Harry asks, “So, like. How d’you want to do this?” 

Niall presses down ever so lightly on Harry’s shoulder. Harry takes the hint, sliding off the bed to sink to his knees in front of Niall. He looks up, and Niall rubs his thumb over Harry’s lips. They already feel sore. “And then you can do me,” Niall says softly. 

As much as Harry’s looking forward to it, he can’t help but take his time with Niall. If he can’t make his knees go weak, then what’s the point? Niall’s cursing faintly when he comes, his hand braced on Harry’s shoulder for support. Harry hums happily, pulling off only when it seems like Niall may need some help getting to the bed. 
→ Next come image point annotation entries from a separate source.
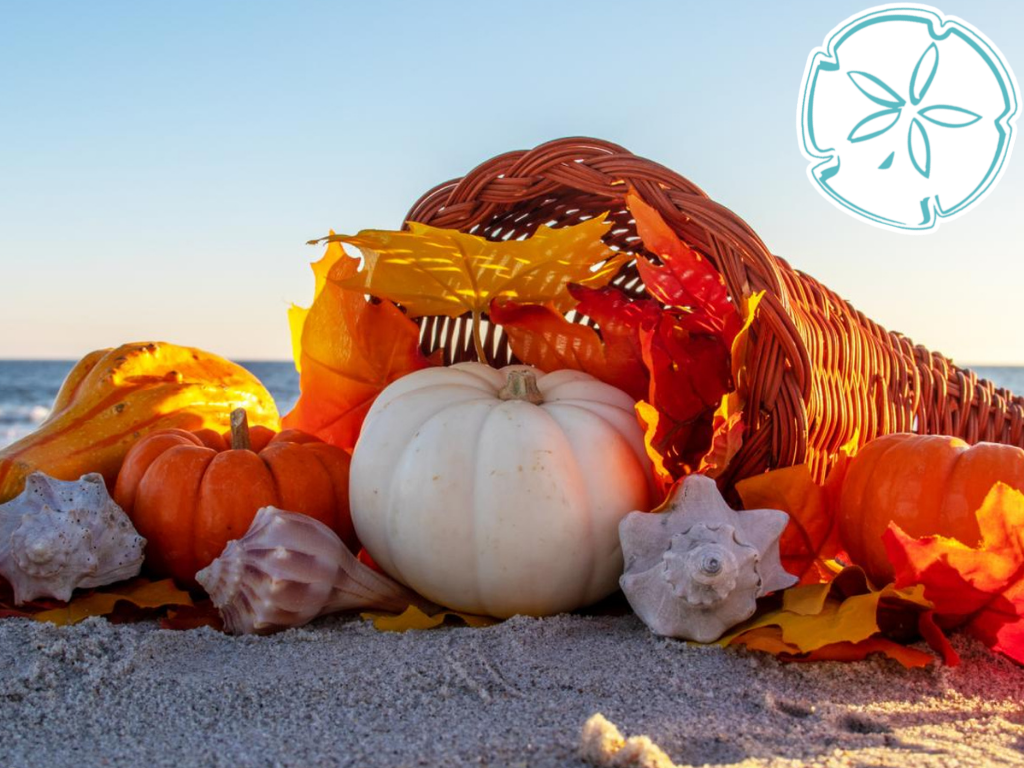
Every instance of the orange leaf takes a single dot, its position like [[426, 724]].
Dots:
[[430, 270], [769, 640], [139, 592], [349, 349], [982, 586], [841, 621], [414, 619], [189, 617], [685, 279], [811, 539], [727, 436]]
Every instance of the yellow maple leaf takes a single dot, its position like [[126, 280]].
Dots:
[[816, 615], [414, 619], [429, 270], [140, 592]]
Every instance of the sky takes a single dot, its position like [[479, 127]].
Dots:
[[163, 165]]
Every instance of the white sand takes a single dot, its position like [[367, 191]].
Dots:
[[516, 694]]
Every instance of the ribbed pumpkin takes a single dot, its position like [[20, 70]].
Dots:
[[927, 484], [500, 492], [114, 396], [188, 494]]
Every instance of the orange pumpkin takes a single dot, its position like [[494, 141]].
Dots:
[[188, 494], [927, 484], [114, 396]]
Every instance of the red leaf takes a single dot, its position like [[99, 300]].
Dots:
[[541, 336], [685, 279], [981, 586], [727, 436]]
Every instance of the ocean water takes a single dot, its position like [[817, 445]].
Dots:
[[28, 389]]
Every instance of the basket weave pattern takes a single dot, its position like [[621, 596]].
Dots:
[[817, 371]]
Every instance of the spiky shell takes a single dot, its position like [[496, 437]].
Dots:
[[290, 568], [58, 536], [696, 568]]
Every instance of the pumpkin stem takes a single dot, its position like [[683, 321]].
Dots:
[[521, 385], [240, 430]]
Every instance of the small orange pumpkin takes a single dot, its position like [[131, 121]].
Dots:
[[114, 396], [188, 494], [927, 484]]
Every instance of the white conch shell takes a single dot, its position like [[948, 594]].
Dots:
[[696, 569], [290, 568], [58, 536]]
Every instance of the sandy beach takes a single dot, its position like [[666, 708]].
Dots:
[[340, 693]]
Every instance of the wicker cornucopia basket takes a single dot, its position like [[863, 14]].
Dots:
[[817, 372]]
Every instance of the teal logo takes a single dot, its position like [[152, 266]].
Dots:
[[906, 117]]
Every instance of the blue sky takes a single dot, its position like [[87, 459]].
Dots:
[[162, 165]]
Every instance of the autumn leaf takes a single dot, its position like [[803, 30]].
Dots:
[[541, 336], [348, 350], [841, 621], [429, 270], [203, 613], [727, 436], [140, 593], [980, 587], [414, 619], [691, 374], [810, 541], [684, 279], [769, 640]]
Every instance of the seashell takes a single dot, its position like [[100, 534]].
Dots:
[[290, 568], [57, 536], [696, 568]]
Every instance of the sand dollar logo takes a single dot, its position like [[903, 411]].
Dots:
[[906, 116]]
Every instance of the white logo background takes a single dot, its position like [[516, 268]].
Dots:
[[906, 116]]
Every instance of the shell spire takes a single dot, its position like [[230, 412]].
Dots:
[[696, 568], [290, 568], [58, 536]]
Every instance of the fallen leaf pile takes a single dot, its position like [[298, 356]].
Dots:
[[980, 588], [138, 598], [843, 620], [941, 584]]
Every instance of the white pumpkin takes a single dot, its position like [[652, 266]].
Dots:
[[500, 492]]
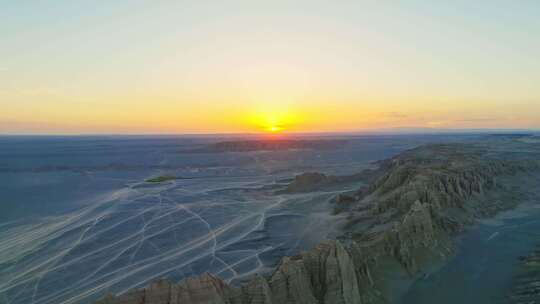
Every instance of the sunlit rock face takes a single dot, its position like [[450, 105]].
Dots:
[[419, 199]]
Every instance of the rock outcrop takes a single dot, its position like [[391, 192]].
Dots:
[[420, 198]]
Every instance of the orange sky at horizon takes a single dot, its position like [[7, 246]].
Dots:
[[255, 67]]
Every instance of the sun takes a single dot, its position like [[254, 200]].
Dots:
[[275, 129], [272, 121]]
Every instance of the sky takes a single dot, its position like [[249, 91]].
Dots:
[[139, 67]]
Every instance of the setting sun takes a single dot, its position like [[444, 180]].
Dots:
[[273, 121]]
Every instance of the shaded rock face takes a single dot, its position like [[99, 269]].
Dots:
[[419, 199], [325, 274]]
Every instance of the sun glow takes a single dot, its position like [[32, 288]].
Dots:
[[273, 122]]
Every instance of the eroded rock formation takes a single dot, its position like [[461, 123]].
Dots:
[[421, 197]]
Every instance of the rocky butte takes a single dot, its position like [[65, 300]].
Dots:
[[403, 220]]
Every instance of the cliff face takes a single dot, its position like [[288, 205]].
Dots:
[[325, 274], [419, 199]]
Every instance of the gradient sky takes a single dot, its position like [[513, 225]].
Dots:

“You’re like some kind of vampire,” he says fuzzily. “A really smarmy vampire,” he repeats, pushing Harry’s grinning face away from him. 

He closes his eyes, and Harry waits a very anxious ten seconds before he pokes Niall in the shoulder. “Not to be rude,” Harry says, “but, like.” He motions to himself, and Niall’s eyes flutter open. “Niall,” Harry pokes him again. 

Niall laughs, “God, you’re such a child. Get the slick.” 

“Where’s it?” Harry asks. He can’t look away from the blush on Niall’s face, so he backs off the bed. 

“My wallet,” Niall answers. Harry has to look away to fish his jeans out from under the bed, and when he opens the wallet, a bit of paper flutters out to the carpet floor. Harry picks it up. He doesn’t mean to snoop, but then he sees the words “by Niall Horan” and he’s unfolding it as he stands up, a condom and the packet of slick warming up curled in the center of his palm. “What’ve you – Harry,” Niall says, sounding choked. “Give me that.” 

“What is it?” Harry asks, holding it just slightly out of Niall’s reach. Not so that it’s intentional. More so that he can’t move. “Is this a song?” 

Niall snatches it out of his hand, blushing furiously. “It’s not ready yet.”

“You’re carrying it around in your wallet,” Harry points out. “What’s it about?” 

Harry doesn’t think Niall could possibly turn any more red. “It’s not done yet, I don’t want to talk about it,” he says. It’s as sharp as Harry’s ever heard Niall sound.

Biting his lip, Harry climbs back onto the bed. “Is it possible,” Harry begins slowly, “that maybe you’ve already written the song I asked you for?” 

“It’s possible,” Niall allows, resolutely not looking at him. 

“Okay,” Harry says. He reaches for Niall’s hand and Niall lets him have it, watches as Harry kisses his palm. Harry thinks he detects a tiny smile on his face; it grows when Harry licks the palm of his hand. His nose wrinkles, and Harry thinks he might die of fondness.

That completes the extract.